The Home Affairs Committee’s Immigration Cap report sets out some striking findings about the minimal impact the cap will have in achieving the coalition government’s policy objective of reducing net migration.
The report is unequivocal in its conclusion that:
“… the proposed cap – unless it is set close to 100% – will have little significant impact on overall immigration levels.”
Currently, net migration is around 196,000 but the Tories hope to reduce this by at least half, to the ‘tens of thousands’. The interim cap, by contrast, is cutting immigration by only around 1 per cent.
Given that the cap is likely to be wholly ineffective, the committee’s report looks at alternative ways of reducing net migration. It pinpoints three main areas: Reducing student immigration; restricting those joining family members in the UK; and working to prevent long term rights to settlement. On closer inspection, however, none of these alternatives are really workable – and this is acknowledged to some extent by the committee.
In a somewhat contradictory approach, the committee states that other immigration routes, such as international students, will have to be examined, but then swiftly follows up by stressing the “continuing importance of international students to UK educational institutions and the UK economy”.
Keith Vaz, the chair of the committee, says:
“We were particularly concerned about the potential effect on international students. Our evidence underlined their crucial importance to the cultural and intellectual life, as well as finances, of UK educational institutions.
“The government should direct its efforts to tackling those who abuse the system – bogus colleges and visa overstayers – rather than penalising legitimate students.”
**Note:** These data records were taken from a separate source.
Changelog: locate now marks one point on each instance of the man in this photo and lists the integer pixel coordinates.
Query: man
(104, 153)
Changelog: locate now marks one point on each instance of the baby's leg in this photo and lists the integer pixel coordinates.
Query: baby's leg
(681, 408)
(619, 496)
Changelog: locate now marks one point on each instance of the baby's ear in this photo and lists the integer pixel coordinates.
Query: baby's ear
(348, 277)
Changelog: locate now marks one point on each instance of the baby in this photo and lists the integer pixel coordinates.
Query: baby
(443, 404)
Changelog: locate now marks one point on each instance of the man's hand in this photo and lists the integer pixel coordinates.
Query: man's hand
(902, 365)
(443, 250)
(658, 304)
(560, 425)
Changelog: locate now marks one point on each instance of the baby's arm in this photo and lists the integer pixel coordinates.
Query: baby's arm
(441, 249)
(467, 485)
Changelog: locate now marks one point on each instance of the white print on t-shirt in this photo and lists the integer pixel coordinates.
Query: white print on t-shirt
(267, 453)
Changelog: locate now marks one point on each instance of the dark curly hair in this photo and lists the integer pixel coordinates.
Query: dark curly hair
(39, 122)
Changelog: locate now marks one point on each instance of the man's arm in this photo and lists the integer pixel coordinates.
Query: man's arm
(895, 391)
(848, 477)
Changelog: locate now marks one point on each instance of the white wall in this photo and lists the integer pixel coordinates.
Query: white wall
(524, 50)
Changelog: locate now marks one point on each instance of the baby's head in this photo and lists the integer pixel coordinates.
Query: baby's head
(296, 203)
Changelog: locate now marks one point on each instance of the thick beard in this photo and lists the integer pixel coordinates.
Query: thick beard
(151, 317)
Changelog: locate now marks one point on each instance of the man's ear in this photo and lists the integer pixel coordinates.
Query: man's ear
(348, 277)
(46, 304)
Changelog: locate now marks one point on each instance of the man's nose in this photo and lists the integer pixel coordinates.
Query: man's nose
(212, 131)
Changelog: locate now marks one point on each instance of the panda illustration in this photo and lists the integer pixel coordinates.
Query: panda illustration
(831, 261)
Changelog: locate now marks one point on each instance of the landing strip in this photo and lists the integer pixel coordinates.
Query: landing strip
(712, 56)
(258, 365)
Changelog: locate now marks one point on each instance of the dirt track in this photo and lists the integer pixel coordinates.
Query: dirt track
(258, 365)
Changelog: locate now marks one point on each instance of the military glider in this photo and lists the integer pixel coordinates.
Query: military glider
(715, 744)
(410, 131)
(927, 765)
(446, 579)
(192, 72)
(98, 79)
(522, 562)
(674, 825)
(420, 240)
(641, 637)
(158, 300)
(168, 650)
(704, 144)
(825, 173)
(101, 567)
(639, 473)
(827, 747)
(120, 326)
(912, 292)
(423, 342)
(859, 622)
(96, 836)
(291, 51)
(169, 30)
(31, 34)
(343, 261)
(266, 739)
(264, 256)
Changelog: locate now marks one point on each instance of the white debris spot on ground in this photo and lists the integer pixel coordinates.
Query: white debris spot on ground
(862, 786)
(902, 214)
Targeting those joining family members in the UK is also unlikely to be a viable alternative.
According to the Immigration Law Practitioners’ Association (ILPA), such an approach could provoke legal challenges under the Human Rights Act which protect the rights to respect for family and private life, and to marry and found a family without discrimination. ILPA states that treating migrants differently, for example by rewarding the migrant with no dependants with extra points, could engage the European Convention of Human Rights.
Preventing long term rights to settlement was also raised as an alternative. This would involve changing the duration of time immigrants are able to stay in the country, such as by weakening the link between work and settlement. But Professor David Metcalf, chair of the Migration Advisory Committee, explains that:
“… any such changes, even if introduced now, would not take effect until 2013–14.”
The committee’s report acknowledges that in order to make an immediate impact on the government’s policy objective then targeting the inflow is key. But this will not be a favourable option for the coalition. The policy of a cap was introduced as an election promise and so a more immediate outcome will be needed if the government is going to save face politically.
Ippr accepts that the government is under pressure to reduce net migration after years of it being high. But it is essential when managing migration that the benefits of migration are not lost. Management and control are best achieved through the points-based system which can be flexible enough to meet the needs of the economy without being restricted by unrealistic, arbitrary limits.
It is now abundantly clear that achieving its policy objective of drastically cutting net migration is going to be an uphill struggle for the government. The coalition faces an unpalatable choice between introducing an ineffective policy that it knows is damaging to the economy and public services, or by finding a way to abandon or redefine the target.